If so, it must have become obvious to search-engine people about a year ago. Google executives must have been quaking in their well-funded boots. This is the end for Google, as Google was the end for AltaVista… unless. Unless Google can catch up.
It has been telling how little we really know about how “AI” works. The hype has been tremendous. The hard facts have been few. And no wonder, if it’s now a cut-throat commercial race.
Google may have some trouble here. It isn’t really a tech company any more. It’s an advertising company. Products like Google Docs were invented elsewhere and bought in. Microsoft went down this route, as IBM did before them. There is still interesting tech going on, but they aren’t the cutting edge.
Microsoft will be the big beneficiary of this new era, because of its far-sighted investment in the OpenAI company. Bing AI, I think, must basically be a front-end on OpenAI.
If all this is true, then Google may not be able to fight back. The link to Microsoft means that they cannot just buy OpenAI, which would have been a possible way forward. So… maybe Google will enter the long decline experienced by other tech companies before. Once people do not use their search engine, it’s basically over.
For the conspiracy minded, this may also explain some otherwise perplexing events of the last year. In particular it may explain the boardroom coup at OpenAI, when the directors sacked the company founder, Sam Altman. Why the heck would you do that? It didn’t stick – Microsoft intervened. The directors seem to be just corporate drones, of no special talent. Microsoft wasn’t going to let them wreck the company that was about to take over the world. But why would you do that at all? Why get rid of the guy who will make you rich?

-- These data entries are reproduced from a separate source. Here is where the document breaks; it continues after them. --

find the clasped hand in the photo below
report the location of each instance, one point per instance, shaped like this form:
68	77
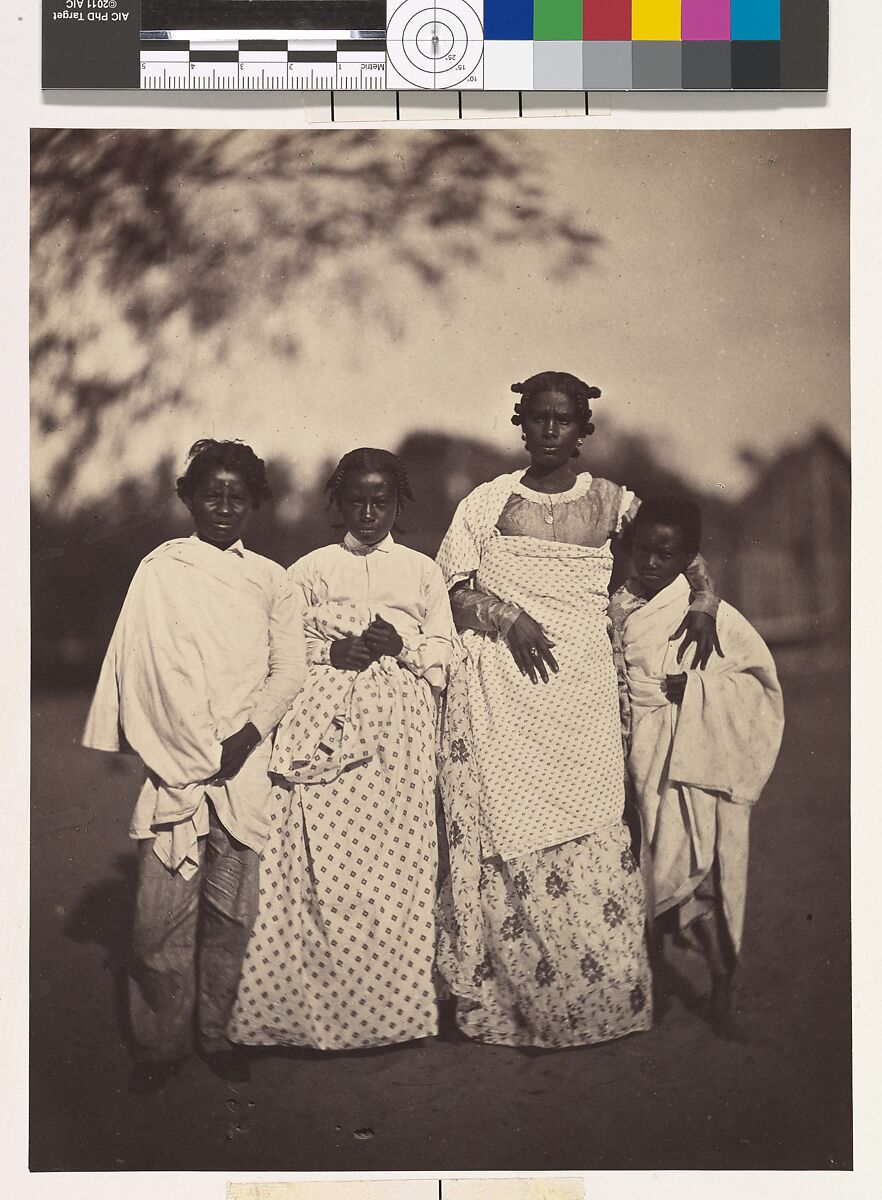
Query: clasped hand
531	648
234	751
699	628
361	649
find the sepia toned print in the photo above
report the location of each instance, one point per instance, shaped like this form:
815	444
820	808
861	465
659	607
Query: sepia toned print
310	294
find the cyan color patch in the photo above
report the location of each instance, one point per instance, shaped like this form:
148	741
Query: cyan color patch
756	21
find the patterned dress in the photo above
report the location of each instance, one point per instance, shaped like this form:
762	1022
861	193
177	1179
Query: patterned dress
541	919
342	951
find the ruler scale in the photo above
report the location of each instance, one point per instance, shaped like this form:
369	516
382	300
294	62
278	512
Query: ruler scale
437	45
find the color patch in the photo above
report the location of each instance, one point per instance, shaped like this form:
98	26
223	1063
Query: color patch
557	66
706	21
707	66
657	66
607	21
606	66
557	21
508	65
804	39
655	21
508	19
755	21
756	66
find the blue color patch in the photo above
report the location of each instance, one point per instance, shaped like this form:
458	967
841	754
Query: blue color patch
508	21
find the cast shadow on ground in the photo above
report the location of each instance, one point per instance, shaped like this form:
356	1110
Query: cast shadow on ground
103	917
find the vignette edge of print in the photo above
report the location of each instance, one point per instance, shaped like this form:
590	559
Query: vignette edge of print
541	915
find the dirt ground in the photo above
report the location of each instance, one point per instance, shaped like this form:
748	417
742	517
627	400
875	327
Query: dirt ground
673	1098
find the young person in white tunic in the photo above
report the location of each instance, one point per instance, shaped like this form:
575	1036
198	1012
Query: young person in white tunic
543	916
343	946
207	654
702	747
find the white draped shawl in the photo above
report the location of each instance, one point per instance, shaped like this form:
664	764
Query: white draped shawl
700	766
186	661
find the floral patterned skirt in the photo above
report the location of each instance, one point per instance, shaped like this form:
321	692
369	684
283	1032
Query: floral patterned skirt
546	948
564	957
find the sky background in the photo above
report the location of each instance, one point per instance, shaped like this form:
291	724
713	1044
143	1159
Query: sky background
713	311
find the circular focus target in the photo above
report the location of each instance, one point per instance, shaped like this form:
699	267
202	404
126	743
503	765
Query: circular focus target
435	45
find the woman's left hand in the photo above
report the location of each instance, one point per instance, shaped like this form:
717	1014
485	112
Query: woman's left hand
234	751
383	637
699	628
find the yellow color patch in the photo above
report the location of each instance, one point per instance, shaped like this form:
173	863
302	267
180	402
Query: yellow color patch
655	21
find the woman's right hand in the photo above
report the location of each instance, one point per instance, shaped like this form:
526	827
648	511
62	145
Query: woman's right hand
351	654
531	648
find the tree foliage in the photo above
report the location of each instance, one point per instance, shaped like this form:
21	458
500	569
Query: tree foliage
160	253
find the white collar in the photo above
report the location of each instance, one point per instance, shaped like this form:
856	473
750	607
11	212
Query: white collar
358	547
235	549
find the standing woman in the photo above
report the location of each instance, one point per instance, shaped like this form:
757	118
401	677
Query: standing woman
543	913
341	955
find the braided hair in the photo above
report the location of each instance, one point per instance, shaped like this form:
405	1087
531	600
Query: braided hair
569	385
208	455
676	511
367	459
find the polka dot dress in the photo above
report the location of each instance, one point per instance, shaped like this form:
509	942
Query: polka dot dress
543	913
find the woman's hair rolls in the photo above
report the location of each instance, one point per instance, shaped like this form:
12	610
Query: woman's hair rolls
367	459
208	455
579	391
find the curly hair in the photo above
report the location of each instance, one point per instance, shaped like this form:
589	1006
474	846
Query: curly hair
558	381
676	511
208	455
367	459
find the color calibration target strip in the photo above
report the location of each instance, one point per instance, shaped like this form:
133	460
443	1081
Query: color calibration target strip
437	45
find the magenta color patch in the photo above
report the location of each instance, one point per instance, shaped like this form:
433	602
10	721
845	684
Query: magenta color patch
705	21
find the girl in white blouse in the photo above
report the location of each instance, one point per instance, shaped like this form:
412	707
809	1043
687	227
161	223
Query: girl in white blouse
342	951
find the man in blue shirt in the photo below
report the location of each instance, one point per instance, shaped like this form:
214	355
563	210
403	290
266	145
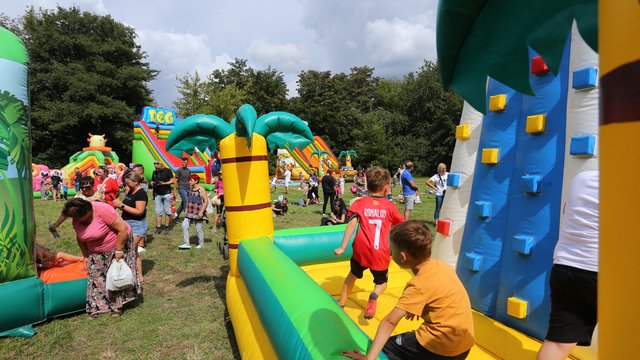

If this was a Hollywood movie, who would be the prime beneficiary of those mysterious shenanigens at OpenAI? If OpenAI had collapsed, if Altman could no longer direct the company, who would benefit? It’s an interesting thought. Did someone bribe the renta-board of OpenAI to crash the company? Some existing vested interest? Not necessarily Google, of course, but possibly someone with shares in it?
Likewise it is interesting to see all the lawsuits, and claims of copyright on the databases used, the large language models (LLMs). Not that the claims are bogus. If I understand correctly, there is little doubt that many of the modern AI databases are indeed based upon masses of copyright material. We know this thanks to one company making an incautious publication which listed what they were loading into their database!
But say that the copyright claims probably valid. Whether that is true or not – and when it will be decided – will be a decision for the US courts. These are notoriously political, so money and power will no doubt decide. Again, who would benefit from knobbling the new technology?
In truth I have no idea about all of this. There must be people less connected than myself, but it might be hard to name them! But perhaps all this really signals that the revolution is here.
Yet this revolution may not benefit us, the ordinary internet users.
For one thing, OpenAI is the first web technology that you have to pay for. It’s on subscription. This is a new, and unwelcome change to the free internet.
Likewise searching the web at least gives you a choice of viewpoints. If you get your news from OpenAI, you get one viewpoint only. It’s great news for the would-be censors, who seem to grow more numerous every day.
It will be interesting to see what happens.